Long-term hematopoietic stem cells (LT-HSCs) generate and maintain lifelong blood cell production through their self-renewal and multi-lineage capacity. In the steady state, this rare population of adult stem cells is quiescent, resulting in decreased reactive oxygen species (ROS) and thereby preserving genome integrity. Driving the quiescent HSCs into cycling due to physiological stress such as infection or chronic blood loss leads to a rapid increase in the levels of oxidative DNA damage, including apurinic / apyrimidinic (AP or abasic) sites. Unrepaired AP sites in the replication-associated single-stranded DNA (ssDNA), where no complementary strand is available, can lead to DNA double-strand breaks (DSBs), a lethal DNA lesion, upon their removal by the AP endonuclease. They may also be processed by translesion synthesis (TLS) polymerases leading to mutations. Therefore, repairing or shielding the burst of AP sites in HSCs in a timely manner is essential for protecting their genome integrity and regenerative capacity. However, this mechanism remains obscure.
Prof. SHEN Li from the Zhejiang University Life Sciences Institute conducted collaborative research with JU Zhenyu from Jinan University and WANG Hu from Hangzhou Normal University in this regard. Their findings appeared in an open-access article entitled "HMCES safeguards genome integrity and long-term self-renewal of hematopoietic stem cells during stress responses" in the journal Leukemia on January 17.
HMCES (5-Hydroxymethylcytosine Binding, ES Cell Specific) has been identified as a sensor and shield of AP sites in ssDNA. It can covalently cross-link to AP sites in ssDNA via its conserved SOS response associated peptidase (SRAP) domain. This action results in the formation of DNA-protein crosslink intermediates and effectively protects genome stability by shielding AP sites from TLS polymerases and the AP endonuclease, which would otherwise generate DSBs or mutations.
In the study, researchers generated Hmces-knockout mice and examined the function of HMCES in hematopoiesis. Although HMCES was highly expressed in the bone marrow, Hmces-deficient mice exhibited normal development and steady-state hematopoiesis, loss of HMCES induced impaired long-term self-renewal capacity and increased DNA damage in LT-HSCs during stress hematopoiesis when ROS levels were on the rapid rise. Besides increased sensitivity to activation-induced intrinsic DNA lesions, researchers also found that sublethal irradiation led to more severe consequences in Hmces-deficient mice than in wildtype mice, including bone marrow failure and death. Moreover, Hmces-deficient LT-HSCs also exhibited mild but broad attenuation of DDR and repair pathways, including the fanconi anemia (FA) pathway. As a result, HMCES safeguarded AP sites on ssDNA and regulated DNA repair pathways, thereby ensuring that LT-HSCs could maintain their genome integrity and self-renewal capacity during the process of stress hematopoiesis.

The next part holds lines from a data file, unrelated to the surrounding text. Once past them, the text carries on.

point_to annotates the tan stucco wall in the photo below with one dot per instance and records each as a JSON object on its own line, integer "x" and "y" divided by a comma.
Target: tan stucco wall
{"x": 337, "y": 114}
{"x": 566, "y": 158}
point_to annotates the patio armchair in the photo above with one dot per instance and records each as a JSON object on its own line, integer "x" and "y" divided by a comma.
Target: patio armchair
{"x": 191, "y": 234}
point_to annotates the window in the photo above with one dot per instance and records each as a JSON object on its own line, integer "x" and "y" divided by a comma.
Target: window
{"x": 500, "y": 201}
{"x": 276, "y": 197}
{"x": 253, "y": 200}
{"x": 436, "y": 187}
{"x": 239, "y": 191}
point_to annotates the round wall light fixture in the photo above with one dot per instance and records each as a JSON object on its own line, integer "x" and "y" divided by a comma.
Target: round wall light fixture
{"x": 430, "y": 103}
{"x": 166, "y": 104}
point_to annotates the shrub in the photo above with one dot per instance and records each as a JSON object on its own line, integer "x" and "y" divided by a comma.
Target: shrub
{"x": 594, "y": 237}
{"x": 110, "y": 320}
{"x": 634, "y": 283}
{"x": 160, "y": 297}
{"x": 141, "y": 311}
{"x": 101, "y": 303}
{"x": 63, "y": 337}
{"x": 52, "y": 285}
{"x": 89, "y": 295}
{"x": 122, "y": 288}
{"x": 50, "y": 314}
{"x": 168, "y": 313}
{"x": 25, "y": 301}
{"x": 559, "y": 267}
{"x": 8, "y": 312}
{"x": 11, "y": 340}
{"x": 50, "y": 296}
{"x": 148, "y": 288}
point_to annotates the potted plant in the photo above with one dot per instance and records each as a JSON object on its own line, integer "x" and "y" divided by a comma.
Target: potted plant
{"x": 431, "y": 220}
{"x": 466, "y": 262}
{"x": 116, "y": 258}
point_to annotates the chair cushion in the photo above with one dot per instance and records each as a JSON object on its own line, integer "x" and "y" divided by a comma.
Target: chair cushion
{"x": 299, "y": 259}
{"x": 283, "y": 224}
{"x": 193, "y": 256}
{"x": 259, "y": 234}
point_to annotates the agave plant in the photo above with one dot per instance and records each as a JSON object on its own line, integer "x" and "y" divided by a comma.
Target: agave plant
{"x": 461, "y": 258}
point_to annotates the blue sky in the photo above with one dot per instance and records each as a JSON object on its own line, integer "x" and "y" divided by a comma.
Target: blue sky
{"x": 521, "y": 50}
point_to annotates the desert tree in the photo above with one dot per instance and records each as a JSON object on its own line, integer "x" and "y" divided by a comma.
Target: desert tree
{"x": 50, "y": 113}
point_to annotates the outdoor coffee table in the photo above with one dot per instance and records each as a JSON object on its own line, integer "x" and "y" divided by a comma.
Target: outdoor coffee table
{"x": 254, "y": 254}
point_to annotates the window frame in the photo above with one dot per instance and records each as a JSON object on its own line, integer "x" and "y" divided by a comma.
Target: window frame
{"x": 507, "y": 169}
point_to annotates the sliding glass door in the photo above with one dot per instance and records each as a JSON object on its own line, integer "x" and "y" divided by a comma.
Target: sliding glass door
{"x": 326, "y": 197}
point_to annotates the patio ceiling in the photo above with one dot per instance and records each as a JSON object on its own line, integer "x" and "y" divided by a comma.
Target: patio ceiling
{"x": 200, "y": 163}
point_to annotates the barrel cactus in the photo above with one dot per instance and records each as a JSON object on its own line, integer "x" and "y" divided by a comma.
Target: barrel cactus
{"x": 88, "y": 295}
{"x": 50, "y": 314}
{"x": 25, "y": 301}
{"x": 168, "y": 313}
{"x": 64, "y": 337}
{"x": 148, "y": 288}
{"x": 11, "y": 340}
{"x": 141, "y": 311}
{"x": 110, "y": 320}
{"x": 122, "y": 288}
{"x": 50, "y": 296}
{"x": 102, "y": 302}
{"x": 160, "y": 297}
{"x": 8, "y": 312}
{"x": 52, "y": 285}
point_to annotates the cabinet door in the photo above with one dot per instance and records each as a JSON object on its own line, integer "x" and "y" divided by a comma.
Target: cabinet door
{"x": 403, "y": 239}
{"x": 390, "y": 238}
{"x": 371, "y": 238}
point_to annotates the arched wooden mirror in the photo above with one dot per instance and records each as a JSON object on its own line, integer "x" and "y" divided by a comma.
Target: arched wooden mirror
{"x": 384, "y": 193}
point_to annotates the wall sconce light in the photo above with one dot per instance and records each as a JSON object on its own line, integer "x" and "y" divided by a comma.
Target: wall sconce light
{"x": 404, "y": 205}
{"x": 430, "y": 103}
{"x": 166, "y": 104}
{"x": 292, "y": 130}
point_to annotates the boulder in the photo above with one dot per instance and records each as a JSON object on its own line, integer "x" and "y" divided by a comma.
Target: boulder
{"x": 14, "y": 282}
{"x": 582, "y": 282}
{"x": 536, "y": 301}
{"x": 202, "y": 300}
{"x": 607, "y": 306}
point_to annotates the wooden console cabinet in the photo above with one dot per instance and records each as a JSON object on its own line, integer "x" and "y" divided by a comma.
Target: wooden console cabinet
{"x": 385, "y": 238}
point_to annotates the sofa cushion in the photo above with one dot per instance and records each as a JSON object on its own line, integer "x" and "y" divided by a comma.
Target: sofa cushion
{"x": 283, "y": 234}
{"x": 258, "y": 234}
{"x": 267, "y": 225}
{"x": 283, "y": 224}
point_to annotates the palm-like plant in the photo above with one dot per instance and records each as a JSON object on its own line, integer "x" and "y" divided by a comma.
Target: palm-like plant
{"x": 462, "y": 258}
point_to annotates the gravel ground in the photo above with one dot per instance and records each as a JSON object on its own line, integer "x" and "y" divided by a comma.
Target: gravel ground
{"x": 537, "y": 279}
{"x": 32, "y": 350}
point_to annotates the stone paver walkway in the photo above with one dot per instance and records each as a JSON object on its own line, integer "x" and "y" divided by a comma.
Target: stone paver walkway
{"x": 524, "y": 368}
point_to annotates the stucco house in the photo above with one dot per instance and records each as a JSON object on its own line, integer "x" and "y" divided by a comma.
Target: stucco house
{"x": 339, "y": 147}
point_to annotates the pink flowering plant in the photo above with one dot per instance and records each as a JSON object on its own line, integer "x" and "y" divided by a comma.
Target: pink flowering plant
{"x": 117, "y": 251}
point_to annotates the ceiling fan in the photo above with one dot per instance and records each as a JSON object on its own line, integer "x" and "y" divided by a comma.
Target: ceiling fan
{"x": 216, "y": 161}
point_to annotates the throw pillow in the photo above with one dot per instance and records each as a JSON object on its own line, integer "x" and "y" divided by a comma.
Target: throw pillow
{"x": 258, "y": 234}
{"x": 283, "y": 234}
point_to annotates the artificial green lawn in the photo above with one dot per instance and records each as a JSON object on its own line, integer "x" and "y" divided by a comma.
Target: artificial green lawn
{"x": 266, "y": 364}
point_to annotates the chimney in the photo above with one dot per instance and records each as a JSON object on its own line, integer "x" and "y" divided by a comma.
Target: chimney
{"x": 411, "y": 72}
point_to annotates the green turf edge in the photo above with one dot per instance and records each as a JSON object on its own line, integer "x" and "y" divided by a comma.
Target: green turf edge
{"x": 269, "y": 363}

HMCES were also shown to protect leukemia cells from oxidative DNA damage and were thus essential for leukemia cell survival. The elevated expression of HMCES occurred frequently in acute lymphocytic leukemia (ALL) and was associated with poor prognosis. Given that HMCES is not required for normal hematopoiesis in the steady state, it may serve as a potential selective target against ALL while sparing normal hematopoiesis.
"The study not only reveals a critical role of HMCES in protecting the genome integrity and long-term self-renewal of HSCs during stress responses, but it also highlights its clinical significance in ALL and positions HMCES as a potential therapeutic target against ALL," said Prof. Shen.